Panoramic radiographs were obtained when clinical signs suggested peri-implant tissue inflammation. Marginal bone-level changes were assessed after comparing the baseline panoramic radiograph (i.e., taken after placing the final prosthetic reconstruction to the one retrieved at the final follow-up). Radiographs were digitized (Microtek ScanMaker i800 Plus, Hsinchu, Taiwan; LaserSoft Imaging AG, Kiel, Germany), and measurements (i.e., bone levels at baseline and at follow-up radiographs) were performed using the Sidexis XG software (Sirona Dental Systems GmbH, Bensheim, Germany). The known implant length was used to calibrate the measurement scale. Two horizontal reference lines were used—one marking the most coronal point of the peri-implant bone crest at mesial and distal sites (BC) and another tracing the implant’s most apical point (AP). Vertical lines parallel to the reference line crossing the implant’s long axis were traced perpendicularly to the BC and AP at mesial and distal sites.

Data analysis

Two software programs (SPSS Statistics 23.0: IBM Corp., Ehningen, Germany and R (Development Core Team)) were used for the statistical analysis. Descriptive statistics were calculated for PI, BOP, PD, mid-facial KM values. The analyses were performed at both patient and implant level. Prior to the analyses at patient level, the data were pooled for the respective variables (PI, BOP, PD, mid-facial KM). When patients exhibited multiple implants with diagnoses of different severity, the worst diagnosis was selected at the patient level. When patients exhibited intact and non-intact post-extraction sockets, they were classified as intact when at least 50% or more of the sites were intact.
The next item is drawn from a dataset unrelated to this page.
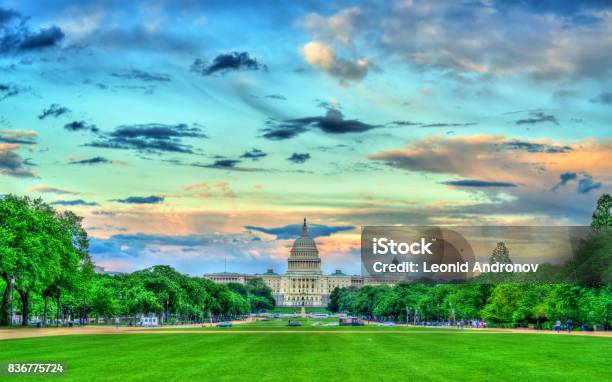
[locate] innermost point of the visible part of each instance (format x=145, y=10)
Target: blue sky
x=188, y=132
On the patient level, ordinal logistic regression analysis was conducted to investigate the possible effect of mean socket integrity (i.e., non-intact and intact) and mid-facial KM height on the dependent ordinal variable diagnosis (i.e., health, peri-implant mucositis, and peri-implantitis). When patients had multiple implants of which at least 50% were intact, socket integrity was classified as intact.

On implant level, a cumulative link mixed model (CLMM) fitted with adaptive Gauss-Hermite quadrature approximation with 8 quadrature points was used to assess the effect of mid-facial KM (fixed effect) on the dependent, ordinal variable diagnosis. The factor patient was used as a random effect.

On the patient level, relative risk ratios (RR) and 95% confidence intervals (95% CI) were retrieved from the intercept of the following factors: smoking status, history of periodontitis, age > 60 years.

Results

Demographic data and tooth/implant characteristics

Demographic data of the study population as well as tooth/implant site characteristics are presented in Tables 1 and 2. In particular, the mean age of the included patients was 58.8 ± 15.5 years, with a range from 20.6 to 84.7 years. The gender distribution revealed a higher percentage of females than males (62% and 38%, respectively). Eleven patients (23%) appeared to be smokers, and more than half of the included patients (55%) had a history of periodontitis. Majority of the patients (85%) regularly attended yearly supportive therapy visits.

With respect to the soft-tissue biotype, 45% of the tooth sites were judged to exhibit a thin biotype, whereas the remaining 55% presented with a thick soft-tissue biotype. Following tooth extraction, the majority (78%) of the extraction sockets presented with an intact alveolar bone wall on the buccal aspect. Among these sites, a similar distribution was noted for the thick and thin biotypes (48% and 52%, respectively). Dehiscence-type defects on the buccal extraction socket wall were detected in 22% cases, with the majority of the sites (69%) exhibiting a thick soft-tissue biotype. Most implants were placed in the anterior segments of the upper (73%) and lower jaws (75%). The majority of the implants (91%) had a diameter of 3.5 mm, and the most common implant length was 14 mm (53%).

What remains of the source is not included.